The presence of a musician in the group brought up another aspect of this same question, when observing: “the human being is not only rational, but also intuitive, and this human dimension is revealed not only in direct religious practice, but also in art, theater and, particularly, in music. In fact, in neuroscience there are those who defend that the human being “captures” reality more intuitively than rationally. He makes his decisions based on a generalized feeling and then uses reason to justify or interpret them (see, for example, in Danah Zohar, O Ser Quântico, São Paulo: Nova Cultural, 2000). Mysticism is inherent to the human being. Fausto has opened several perspectives in this regard. For this reason, says the Pope in Laudato Si 216, “it is not possible to commit ourselves to great things only with doctrines, without a mystique that encourages us. Interpreting and valuing the mystique of any people is, therefore, an important objective, both for the Anthropos Institute and for the Church in general.

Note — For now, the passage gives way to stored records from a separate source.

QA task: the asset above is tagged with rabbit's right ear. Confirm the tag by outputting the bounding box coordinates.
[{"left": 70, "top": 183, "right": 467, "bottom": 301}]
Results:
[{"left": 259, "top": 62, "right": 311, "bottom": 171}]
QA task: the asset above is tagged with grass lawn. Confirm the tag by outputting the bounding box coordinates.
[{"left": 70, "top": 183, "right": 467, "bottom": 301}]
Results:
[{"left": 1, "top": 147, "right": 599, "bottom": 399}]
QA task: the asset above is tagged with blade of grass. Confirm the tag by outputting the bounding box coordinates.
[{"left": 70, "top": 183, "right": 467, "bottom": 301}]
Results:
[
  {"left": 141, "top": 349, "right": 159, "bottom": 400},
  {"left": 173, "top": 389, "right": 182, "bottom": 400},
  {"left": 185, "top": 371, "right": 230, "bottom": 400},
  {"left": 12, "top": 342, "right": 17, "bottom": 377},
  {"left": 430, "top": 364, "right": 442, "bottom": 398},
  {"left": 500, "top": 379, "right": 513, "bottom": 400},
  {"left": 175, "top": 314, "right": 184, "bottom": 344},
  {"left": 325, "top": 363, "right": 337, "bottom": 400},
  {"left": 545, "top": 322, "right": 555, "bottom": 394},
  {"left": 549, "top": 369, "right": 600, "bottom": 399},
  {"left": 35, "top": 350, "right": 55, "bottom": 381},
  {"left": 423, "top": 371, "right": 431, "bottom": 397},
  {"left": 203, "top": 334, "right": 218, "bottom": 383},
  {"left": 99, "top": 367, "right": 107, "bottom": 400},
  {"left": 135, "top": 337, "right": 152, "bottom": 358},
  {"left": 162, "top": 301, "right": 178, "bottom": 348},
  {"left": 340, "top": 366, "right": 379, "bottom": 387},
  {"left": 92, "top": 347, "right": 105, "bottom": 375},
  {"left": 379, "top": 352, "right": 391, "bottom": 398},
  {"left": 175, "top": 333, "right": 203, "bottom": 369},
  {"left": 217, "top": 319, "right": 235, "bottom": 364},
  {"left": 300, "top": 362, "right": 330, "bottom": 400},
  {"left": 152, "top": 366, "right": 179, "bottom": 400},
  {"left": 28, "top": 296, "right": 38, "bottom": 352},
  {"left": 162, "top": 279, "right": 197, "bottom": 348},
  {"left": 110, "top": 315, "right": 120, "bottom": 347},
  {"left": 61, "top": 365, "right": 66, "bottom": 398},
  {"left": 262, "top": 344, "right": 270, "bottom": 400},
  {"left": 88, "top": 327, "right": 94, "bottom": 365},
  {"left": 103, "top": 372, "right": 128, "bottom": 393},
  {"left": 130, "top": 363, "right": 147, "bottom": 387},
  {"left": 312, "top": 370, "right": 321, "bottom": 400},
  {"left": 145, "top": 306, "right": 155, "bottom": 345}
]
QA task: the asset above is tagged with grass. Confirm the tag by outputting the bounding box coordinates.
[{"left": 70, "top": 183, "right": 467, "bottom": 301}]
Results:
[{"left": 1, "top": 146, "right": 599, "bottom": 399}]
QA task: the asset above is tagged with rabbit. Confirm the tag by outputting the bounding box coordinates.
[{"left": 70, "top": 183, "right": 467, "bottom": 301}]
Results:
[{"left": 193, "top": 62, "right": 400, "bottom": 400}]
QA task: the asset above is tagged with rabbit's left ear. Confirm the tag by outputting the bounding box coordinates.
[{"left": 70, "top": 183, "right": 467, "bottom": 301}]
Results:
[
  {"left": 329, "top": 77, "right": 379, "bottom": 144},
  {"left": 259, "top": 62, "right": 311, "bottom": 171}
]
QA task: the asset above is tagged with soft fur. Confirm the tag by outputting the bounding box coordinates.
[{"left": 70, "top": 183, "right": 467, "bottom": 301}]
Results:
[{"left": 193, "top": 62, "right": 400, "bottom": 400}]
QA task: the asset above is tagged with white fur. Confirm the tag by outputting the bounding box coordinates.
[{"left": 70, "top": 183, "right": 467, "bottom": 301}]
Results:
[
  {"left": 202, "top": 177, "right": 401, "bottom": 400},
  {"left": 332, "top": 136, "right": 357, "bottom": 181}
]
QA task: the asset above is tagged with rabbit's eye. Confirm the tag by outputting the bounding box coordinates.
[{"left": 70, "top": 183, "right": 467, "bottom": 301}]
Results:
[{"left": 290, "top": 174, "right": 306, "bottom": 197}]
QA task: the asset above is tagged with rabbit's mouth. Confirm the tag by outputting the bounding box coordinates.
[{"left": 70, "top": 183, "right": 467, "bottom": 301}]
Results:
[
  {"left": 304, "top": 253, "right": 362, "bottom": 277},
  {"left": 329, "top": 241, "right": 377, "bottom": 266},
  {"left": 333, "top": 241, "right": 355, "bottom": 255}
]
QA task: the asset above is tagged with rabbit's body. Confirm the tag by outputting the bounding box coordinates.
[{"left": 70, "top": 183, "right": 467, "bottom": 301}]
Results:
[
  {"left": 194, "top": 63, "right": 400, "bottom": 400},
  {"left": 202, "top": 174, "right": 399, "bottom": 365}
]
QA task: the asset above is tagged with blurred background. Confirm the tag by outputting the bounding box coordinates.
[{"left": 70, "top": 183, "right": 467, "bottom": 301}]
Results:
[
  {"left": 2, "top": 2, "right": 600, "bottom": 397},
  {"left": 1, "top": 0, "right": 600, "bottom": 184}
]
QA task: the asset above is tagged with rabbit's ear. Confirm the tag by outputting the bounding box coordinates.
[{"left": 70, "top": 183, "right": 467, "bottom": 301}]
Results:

We could also remember that, for the Ecumenical Association of Third World Theologians (AETMT), the world of the future will be marked by the “post-religious paradime” (cf. Revista Eclesiástica Brasileira, 288/2012). Something totally new and still unpredictable. All the religiosities of the last millennia would be the fruit of a typically agrarian civilization, and this has definitely come to an end. It would then be necessary to aim for something totally new. We clearly see this trend in the magnificent series On the Ways of God. In these five books, organized by the EATWOT theological commission (Luiza Tomita, Marcelo Barros and José Maria Vigil), the authors (including Faustino Teixeira) harmonize the best of the Liberation Theologies with the best of the different “ways of God” opened by the current theology of religious plurality. In any case, anthropologically speaking, the human being will continue to be a mystical being, open to what transcends him (as opposed to the “closed humanism” of traditional modern philosophers), and always in search of overcoming his individual, collective misery environmental. The mission of the Church is to accompany humanity in its tireless search for “salvation”, offering the riches of her own past and learning from the riches of the different cultures with which she faces. All this so that the “full life” dreamed of by Jesus becomes more and more concrete (Jn 10:10). If this is the mission of the Church and the SVD, it should also be the main goal of Anthropos. Faithful to the past, but facing the future with courage.